Kepala Disbudpar Kota Cirebon Agus Sukmanjaya di Cirebon, Senin, mengatakan hal tersebut merupakan tindak lanjut dari arahan Wali Kota Cirebon agar pengembangan pariwisata harus berorientasi pada penguatan nilai budaya yang hidup di masyarakat.
Menurut dia, konsep living heritage diterapkan untuk menjaga warisan budaya dengan mengemas secara profesional agar mampu bersaing di tingkat nasional maupun internasional.
“Kami tidak hanya membangun infrastruktur, tetapi menghidupkan kembali roh living heritage di kawasan keraton agar menjadi pusat budaya dan sejarah yang mendunia,” katanya.
Ia menjelaskan, kawasan wisata keraton meliputi Keraton Kasepuhan, Kanoman, Kacirebonan, dan Kaprabonan, menjadi prioritas utama karena merepresentasikan identitas sejarah dan kebudayaan Cirebon.

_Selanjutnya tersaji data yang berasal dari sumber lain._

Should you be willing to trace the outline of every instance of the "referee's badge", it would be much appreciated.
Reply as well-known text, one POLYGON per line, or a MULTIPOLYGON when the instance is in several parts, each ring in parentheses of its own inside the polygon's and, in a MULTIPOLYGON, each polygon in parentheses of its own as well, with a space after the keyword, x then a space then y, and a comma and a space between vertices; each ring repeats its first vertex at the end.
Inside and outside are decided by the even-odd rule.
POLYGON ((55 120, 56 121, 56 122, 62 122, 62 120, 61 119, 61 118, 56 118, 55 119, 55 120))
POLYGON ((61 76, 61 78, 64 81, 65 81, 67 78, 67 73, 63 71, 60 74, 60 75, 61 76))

Selain itu, Disbudpar juga menetapkan kawasan wisata bahari Kejawanan serta revitalisasi kawasan Kota Lama sebagai bagian dari destinasi unggulan yang akan dikembangkan secara terpadu.
Agus menyebutkan setiap kawasan wisata akan dilengkapi penanda visual atau landmark serta fasilitas publik ikonik, yang mengutamakan kenyamanan pengunjung tanpa menghilangkan nilai historis yang ada.

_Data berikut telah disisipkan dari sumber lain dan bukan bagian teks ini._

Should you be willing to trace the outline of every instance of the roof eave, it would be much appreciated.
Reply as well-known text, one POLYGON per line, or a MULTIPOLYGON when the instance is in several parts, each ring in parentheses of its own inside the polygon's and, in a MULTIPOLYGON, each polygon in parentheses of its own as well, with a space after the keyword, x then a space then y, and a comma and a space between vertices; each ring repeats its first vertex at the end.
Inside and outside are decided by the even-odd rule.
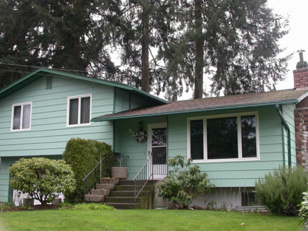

“Pengembangan pariwisata tersebut diarahkan berbasis kewilayahan, agar berdampak langsung pada peningkatan ekonomi masyarakat di setiap kecamatan,” katanya.
Agus mencontohkan di Kecamatan Kejaksan, Kota Cirebon fokus pengembangan dilakukan melalui penataan kawasan perdagangan dan revitalisasi Kali Sukalila sebagai ruang publik berbasis wisata.